Ben Reilly, Steritech’s fresh produce business manager, said the investment represented a new milestone for the use of X-ray technology as a phytosanitary measure for fresh produce, an application that Australia is leading globally. 

“Irradiation is a generically effective solution for treating any insect at any temperature. The treatment has already been critical to maintaining trade following at least one foreign pest incursion and the suspension of several alternate pathways,” said Reilly.

“The grant has helped Steritech bring forward a significant investment in increased capacity for future scenarios. It will help ensure idle capacity is available to industry in the moment of need, not two or three years after it.

‘The cost of X-ray equipment has almost tripled in the past five years. The government’s investment has been critical to realising this project.”

Reilly said expanding irradiation capacity was important as the Australian fresh produce industry continues to navigate changes in domestic biosecurity. It would also enhance Australia’s export offering.

“We are seeing changes in Australia’s domestic biosecurity. How will growers continue to supply interstate markets and meet evolving biosecurity requirements? How will we continue to ensure healthy and affordable produce choices for all Australian consumers?” said Reilly. 

“At the same time, we are looking at the long-term needs of Australian exports. How can Australian produce be delivered faster, fresher and more sustainably? Irradiation treatment has a valuable role to play in addressing all of these questions.”

(l-r) Steritech's Ben Reilly and Murray Watt, minister for agriculture, fisheries and forestry at Hort Connections

(l-r) Steritech’s Ben Reilly and Murray Watt, minister for agriculture, fisheries and forestry at Hort Connections

Federal minister for agriculture, fisheries and forestry, Murray Watt, said the expansion will help safeguard Australian horticulture’s position in overseas markets by ensuring fresh produce is always export-ready.

“Strengthening our biosecurity protections is one of the Albanese government’s key priorities for our agriculture sector, and expanding irradiation facilities means more Aussie fruit will reach more consumers around the world,” Watt said.

“Current forecasts from ABARES indicate that Australia is set to produce over A$17bn of horticulture next financial year, and roughly half of it is susceptible to fruit fly. It’s important we support the sector to strengthen its resilience against the pest and assist in getting product to market.

“Helping protect the horticulture sector from fruit fly impacts reduces costs throughout the supply chain from growers right through to the supermarket shelf.”

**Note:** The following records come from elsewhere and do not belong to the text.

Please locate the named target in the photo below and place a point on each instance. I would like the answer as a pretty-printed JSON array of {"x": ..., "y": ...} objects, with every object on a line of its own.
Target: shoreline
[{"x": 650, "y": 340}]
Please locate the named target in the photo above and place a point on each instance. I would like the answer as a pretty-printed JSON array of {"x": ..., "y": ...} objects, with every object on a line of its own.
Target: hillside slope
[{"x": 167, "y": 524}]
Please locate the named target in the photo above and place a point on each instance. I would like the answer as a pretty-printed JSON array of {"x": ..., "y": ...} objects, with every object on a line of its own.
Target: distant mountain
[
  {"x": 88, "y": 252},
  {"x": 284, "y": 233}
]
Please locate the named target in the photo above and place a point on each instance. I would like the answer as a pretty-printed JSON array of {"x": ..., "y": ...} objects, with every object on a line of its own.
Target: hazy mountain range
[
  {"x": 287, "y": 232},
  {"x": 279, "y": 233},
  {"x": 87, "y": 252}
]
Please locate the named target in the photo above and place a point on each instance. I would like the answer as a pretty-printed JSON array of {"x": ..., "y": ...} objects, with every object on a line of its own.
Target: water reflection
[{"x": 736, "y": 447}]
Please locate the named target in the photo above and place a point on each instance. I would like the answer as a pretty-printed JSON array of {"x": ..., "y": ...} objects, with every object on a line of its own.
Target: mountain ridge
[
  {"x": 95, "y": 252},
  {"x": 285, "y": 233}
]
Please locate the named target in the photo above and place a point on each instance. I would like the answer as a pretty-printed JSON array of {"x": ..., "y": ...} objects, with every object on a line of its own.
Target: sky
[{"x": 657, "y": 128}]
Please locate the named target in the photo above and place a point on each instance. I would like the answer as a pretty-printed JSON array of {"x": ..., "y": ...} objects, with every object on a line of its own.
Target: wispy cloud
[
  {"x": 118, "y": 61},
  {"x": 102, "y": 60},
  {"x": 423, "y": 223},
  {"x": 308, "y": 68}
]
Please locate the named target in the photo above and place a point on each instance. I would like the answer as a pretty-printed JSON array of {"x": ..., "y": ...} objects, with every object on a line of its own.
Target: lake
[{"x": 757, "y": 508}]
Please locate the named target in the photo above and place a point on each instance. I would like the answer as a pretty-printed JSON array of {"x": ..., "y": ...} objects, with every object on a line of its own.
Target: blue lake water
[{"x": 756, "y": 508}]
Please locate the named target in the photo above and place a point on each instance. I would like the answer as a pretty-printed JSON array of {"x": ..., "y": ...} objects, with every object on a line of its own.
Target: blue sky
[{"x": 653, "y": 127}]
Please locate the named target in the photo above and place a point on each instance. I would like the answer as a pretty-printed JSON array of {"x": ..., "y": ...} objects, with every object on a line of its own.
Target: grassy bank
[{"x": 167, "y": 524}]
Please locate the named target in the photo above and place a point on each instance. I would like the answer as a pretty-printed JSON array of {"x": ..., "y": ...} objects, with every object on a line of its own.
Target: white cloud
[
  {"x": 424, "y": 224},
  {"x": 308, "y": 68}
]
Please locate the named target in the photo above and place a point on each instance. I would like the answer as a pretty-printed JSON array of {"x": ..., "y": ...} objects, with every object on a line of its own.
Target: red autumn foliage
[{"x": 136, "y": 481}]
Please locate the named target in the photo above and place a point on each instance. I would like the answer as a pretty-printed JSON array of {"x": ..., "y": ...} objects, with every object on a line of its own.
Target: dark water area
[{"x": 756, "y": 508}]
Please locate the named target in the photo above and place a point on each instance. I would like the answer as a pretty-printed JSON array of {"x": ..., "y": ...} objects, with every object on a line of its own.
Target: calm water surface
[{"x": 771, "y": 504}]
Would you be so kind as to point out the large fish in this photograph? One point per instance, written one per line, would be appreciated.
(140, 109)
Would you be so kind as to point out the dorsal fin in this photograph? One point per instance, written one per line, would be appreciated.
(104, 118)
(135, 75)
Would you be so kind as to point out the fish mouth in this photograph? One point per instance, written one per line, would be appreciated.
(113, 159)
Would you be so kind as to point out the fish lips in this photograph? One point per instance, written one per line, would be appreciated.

Victorian minister for agriculture Ros Spence said Victoria is a leader in using irradiation technology for modern biosecurity treatment of fresh produce.

“The existing X-ray facility in Melbourne services over 80 Australian fresh produce crops that are exported to markets like New Zealand and Vietnam,” she said.

“By adding capacity we will boost trade security for the horticultural industry and increase the availability and affordability of fresh Aussie-grown produce, on dinner plates around the world.”

This funding is being delivered under the A$30m Building Resilience to Manage Fruit Fly programme, which aims to support our horticulture industries and regional communities fight back against the ongoing impacts of fruit flies.